Given his penchant to be regularly seen with the right people, Subroto Roy's absence and total withdrawal from the world for the last few months is, to say the least, baffling. His only public appearance since January this year was on April 1, 2005, when he paid floral tribute to his late father, Sudhir Chandra Roy, on the latter's birth anniversary at Amby Valley, the grand township he has built near Lonavala in Maharashtra. It seems that he hasn't moved out of there for months, although there are unconfirmed reports of Saharashree (as he is referred to reverently by his staff) sightings in Delhi and Lucknow.
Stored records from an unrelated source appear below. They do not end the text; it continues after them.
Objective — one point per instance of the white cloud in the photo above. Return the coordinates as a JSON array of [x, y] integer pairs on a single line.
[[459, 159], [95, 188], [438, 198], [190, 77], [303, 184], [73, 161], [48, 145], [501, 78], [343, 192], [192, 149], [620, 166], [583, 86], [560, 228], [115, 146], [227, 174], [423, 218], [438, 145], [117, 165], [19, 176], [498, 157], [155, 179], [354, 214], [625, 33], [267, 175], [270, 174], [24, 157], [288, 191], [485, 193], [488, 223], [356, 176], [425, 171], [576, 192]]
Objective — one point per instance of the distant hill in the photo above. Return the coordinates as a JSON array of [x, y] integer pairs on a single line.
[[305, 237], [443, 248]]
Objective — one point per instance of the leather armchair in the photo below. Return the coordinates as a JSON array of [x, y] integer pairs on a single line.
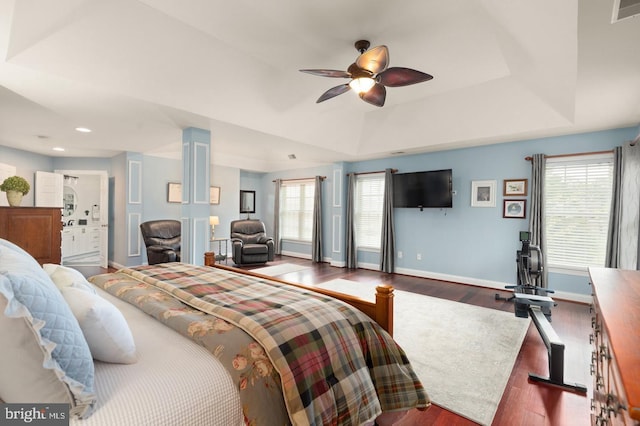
[[249, 242], [162, 239]]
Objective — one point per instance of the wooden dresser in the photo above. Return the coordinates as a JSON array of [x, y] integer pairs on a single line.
[[615, 360], [36, 229]]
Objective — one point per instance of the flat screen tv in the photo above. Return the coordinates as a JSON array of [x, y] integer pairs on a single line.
[[430, 189]]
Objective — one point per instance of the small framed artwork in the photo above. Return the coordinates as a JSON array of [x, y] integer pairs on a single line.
[[214, 195], [247, 201], [514, 209], [483, 193], [174, 192], [515, 187]]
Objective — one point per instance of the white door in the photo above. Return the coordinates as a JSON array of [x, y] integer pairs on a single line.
[[90, 189]]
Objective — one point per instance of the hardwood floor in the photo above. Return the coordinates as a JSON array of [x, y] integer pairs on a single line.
[[523, 403]]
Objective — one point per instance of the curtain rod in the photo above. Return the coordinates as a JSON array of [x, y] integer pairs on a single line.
[[286, 180], [573, 155], [371, 173]]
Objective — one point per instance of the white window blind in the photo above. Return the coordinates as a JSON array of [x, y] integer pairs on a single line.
[[577, 201], [296, 209], [368, 210]]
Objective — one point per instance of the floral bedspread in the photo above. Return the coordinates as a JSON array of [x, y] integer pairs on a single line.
[[335, 365]]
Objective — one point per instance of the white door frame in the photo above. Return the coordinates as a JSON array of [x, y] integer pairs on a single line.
[[103, 210]]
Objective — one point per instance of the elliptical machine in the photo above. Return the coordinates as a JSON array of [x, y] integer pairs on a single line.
[[530, 266], [530, 299]]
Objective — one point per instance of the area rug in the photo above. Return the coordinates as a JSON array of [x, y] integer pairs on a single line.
[[280, 269], [463, 354]]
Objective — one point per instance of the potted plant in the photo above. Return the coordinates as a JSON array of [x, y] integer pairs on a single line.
[[15, 187]]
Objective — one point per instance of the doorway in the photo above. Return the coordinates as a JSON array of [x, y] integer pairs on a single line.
[[85, 236]]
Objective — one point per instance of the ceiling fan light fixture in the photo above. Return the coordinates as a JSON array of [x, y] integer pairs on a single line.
[[362, 84]]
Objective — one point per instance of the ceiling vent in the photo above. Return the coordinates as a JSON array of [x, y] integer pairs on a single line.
[[623, 9]]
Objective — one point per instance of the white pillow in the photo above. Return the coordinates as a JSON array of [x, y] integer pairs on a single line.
[[63, 276], [103, 325]]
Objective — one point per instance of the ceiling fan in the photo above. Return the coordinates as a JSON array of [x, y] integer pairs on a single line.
[[369, 75]]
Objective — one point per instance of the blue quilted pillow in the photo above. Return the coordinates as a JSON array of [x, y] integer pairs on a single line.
[[45, 358]]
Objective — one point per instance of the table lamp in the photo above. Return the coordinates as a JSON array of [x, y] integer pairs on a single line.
[[213, 221]]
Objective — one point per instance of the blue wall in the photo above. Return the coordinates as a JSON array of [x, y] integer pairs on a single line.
[[464, 243]]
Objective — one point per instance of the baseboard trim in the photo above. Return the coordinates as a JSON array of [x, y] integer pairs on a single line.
[[497, 285]]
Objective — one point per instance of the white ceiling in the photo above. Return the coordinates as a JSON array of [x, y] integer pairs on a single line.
[[137, 72]]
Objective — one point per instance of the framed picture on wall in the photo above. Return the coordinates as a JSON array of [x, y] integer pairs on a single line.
[[483, 193], [515, 187], [214, 195], [514, 209], [247, 201]]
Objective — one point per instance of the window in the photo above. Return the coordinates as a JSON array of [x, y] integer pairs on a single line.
[[577, 206], [368, 206], [296, 209]]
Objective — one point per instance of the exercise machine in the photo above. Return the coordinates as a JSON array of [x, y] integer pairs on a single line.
[[533, 300]]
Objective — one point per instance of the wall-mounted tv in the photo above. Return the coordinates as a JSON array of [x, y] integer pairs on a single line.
[[430, 189]]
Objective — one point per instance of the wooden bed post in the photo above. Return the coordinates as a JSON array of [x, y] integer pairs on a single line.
[[209, 258], [381, 311], [384, 307]]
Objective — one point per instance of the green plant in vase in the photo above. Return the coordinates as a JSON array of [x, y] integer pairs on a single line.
[[15, 187]]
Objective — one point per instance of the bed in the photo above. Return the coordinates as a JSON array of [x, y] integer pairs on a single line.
[[207, 351]]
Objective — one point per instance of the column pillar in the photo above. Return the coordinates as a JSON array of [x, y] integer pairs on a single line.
[[196, 162]]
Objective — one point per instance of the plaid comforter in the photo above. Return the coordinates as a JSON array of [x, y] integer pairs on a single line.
[[336, 365]]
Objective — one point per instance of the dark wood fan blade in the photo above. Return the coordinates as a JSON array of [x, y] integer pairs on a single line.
[[398, 76], [333, 92], [375, 60], [375, 96], [328, 73]]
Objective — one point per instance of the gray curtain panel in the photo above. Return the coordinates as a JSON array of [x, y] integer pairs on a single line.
[[536, 216], [276, 218], [316, 238], [350, 244], [612, 259], [388, 245], [628, 245]]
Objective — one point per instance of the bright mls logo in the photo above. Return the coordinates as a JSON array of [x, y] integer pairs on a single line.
[[34, 414]]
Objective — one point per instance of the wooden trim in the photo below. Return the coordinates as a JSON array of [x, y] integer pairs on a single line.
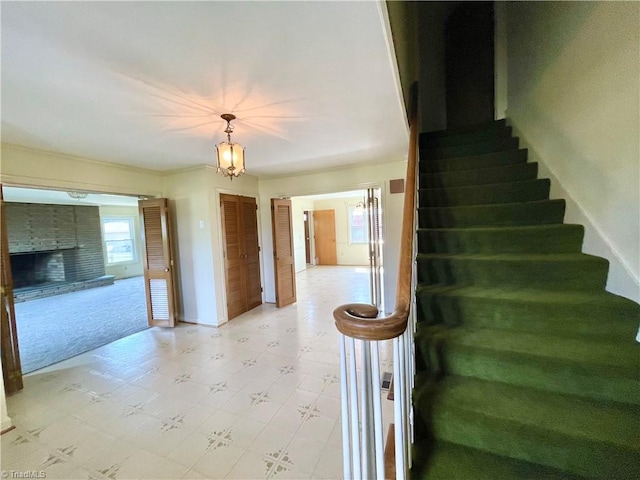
[[360, 320], [9, 349]]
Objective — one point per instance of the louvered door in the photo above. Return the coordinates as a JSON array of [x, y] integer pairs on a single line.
[[241, 253], [158, 264], [11, 367], [285, 273]]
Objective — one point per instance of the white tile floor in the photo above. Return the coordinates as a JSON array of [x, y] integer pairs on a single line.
[[256, 398]]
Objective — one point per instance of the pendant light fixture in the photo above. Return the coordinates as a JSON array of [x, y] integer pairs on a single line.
[[230, 155]]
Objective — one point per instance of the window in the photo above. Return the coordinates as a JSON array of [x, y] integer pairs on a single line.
[[358, 225], [119, 239]]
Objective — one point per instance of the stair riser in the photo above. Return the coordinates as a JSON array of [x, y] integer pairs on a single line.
[[464, 138], [487, 146], [558, 275], [566, 239], [486, 194], [537, 213], [554, 319], [489, 160], [463, 178], [554, 376], [502, 437]]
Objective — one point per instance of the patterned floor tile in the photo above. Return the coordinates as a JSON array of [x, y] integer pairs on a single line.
[[255, 398]]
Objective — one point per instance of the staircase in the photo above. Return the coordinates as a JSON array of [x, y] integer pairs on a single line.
[[528, 368]]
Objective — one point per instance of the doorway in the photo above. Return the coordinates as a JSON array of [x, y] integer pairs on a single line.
[[342, 228], [77, 287]]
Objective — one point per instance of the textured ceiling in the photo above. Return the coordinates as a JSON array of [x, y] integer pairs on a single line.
[[313, 84]]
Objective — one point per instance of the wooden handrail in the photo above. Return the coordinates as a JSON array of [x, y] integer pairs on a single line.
[[359, 320]]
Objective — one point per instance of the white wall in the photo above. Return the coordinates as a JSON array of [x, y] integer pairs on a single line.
[[433, 93], [573, 99], [195, 205], [128, 269], [346, 253], [298, 207], [355, 178], [38, 168]]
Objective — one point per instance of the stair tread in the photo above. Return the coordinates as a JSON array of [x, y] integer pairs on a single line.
[[532, 295], [617, 358], [587, 419], [482, 176], [524, 257], [453, 173], [504, 228], [496, 205], [451, 461], [466, 129], [464, 188], [464, 163]]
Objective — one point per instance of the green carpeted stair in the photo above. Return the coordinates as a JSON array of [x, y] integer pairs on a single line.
[[528, 368]]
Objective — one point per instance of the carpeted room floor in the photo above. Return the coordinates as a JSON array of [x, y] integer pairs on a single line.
[[56, 328]]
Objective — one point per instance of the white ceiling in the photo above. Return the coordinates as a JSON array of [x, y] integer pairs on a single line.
[[313, 84]]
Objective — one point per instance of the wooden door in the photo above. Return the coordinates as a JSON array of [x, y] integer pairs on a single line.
[[285, 272], [158, 262], [241, 253], [307, 238], [324, 226], [249, 224], [11, 366]]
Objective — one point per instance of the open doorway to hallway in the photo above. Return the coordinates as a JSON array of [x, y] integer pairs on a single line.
[[76, 262], [341, 228]]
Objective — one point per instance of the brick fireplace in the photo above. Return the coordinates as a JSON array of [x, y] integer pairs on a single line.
[[54, 249]]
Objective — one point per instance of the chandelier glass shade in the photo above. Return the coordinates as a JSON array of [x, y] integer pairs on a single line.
[[230, 156]]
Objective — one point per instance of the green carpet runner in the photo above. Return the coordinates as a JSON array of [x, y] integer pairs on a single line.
[[528, 368]]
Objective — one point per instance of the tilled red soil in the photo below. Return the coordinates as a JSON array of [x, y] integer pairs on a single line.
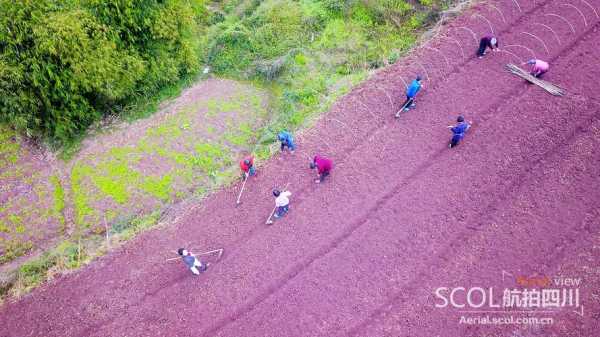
[[363, 253]]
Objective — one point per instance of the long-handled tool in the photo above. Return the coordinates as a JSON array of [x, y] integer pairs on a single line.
[[218, 251], [269, 221], [241, 191], [403, 107]]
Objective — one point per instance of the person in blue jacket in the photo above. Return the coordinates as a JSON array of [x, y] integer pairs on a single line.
[[192, 262], [286, 140], [411, 92], [458, 131]]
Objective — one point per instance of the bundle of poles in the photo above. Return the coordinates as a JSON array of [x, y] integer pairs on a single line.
[[549, 87]]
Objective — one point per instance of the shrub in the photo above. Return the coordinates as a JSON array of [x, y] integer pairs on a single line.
[[65, 63]]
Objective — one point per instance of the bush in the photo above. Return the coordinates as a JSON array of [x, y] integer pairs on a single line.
[[65, 63]]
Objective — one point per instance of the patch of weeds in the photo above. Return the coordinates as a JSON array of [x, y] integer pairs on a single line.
[[66, 255], [159, 187], [9, 147], [114, 178], [242, 137], [32, 273], [82, 208], [127, 227], [212, 107], [59, 201], [211, 157], [14, 248]]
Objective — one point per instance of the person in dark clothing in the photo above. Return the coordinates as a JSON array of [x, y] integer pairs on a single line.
[[458, 131], [323, 166], [411, 92], [247, 167], [286, 140], [190, 260], [486, 42]]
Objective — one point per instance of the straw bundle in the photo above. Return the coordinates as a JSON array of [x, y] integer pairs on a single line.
[[549, 87]]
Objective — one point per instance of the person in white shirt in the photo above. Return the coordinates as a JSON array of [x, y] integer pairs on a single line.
[[190, 260], [282, 202]]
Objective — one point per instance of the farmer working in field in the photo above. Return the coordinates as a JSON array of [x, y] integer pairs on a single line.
[[286, 140], [411, 92], [538, 67], [486, 42], [247, 166], [458, 131], [323, 166], [282, 202], [190, 260]]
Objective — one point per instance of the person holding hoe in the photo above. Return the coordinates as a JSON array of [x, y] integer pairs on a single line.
[[193, 263], [411, 92], [286, 140], [323, 167], [282, 202], [458, 131], [247, 167], [486, 42]]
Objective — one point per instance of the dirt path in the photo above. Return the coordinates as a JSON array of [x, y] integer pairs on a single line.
[[402, 215]]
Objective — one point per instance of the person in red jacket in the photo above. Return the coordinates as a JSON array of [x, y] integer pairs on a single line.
[[323, 166], [247, 166]]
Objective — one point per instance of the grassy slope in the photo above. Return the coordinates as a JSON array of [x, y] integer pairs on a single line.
[[305, 54]]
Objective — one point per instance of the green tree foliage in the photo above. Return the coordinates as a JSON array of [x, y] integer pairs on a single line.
[[63, 63]]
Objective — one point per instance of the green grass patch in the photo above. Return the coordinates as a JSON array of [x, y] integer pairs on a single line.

Naturally, Roy's silence got people talking, and the rumour mills started grinding overtime about what was wrong with him. The mystery around his health became more intriguing. A pil filed by a Lucknow-based lawyer alleged that Roy was being kept under house arrest by his wife, Swapna, and his right hand man, O.P. Srivastava, who currently handles the group's parabanking business. Though the pil wasn't admitted, it just increased suspicions over his absence.And this was played out against the backdrop of an internal tussle to anoint his inheritor(s), and unease among the 61 million depositors in Sahara's parabanking schemes and thousands who had booked houses in its housing projects. Where was Roy? And would the group collapse without its charismatic leader?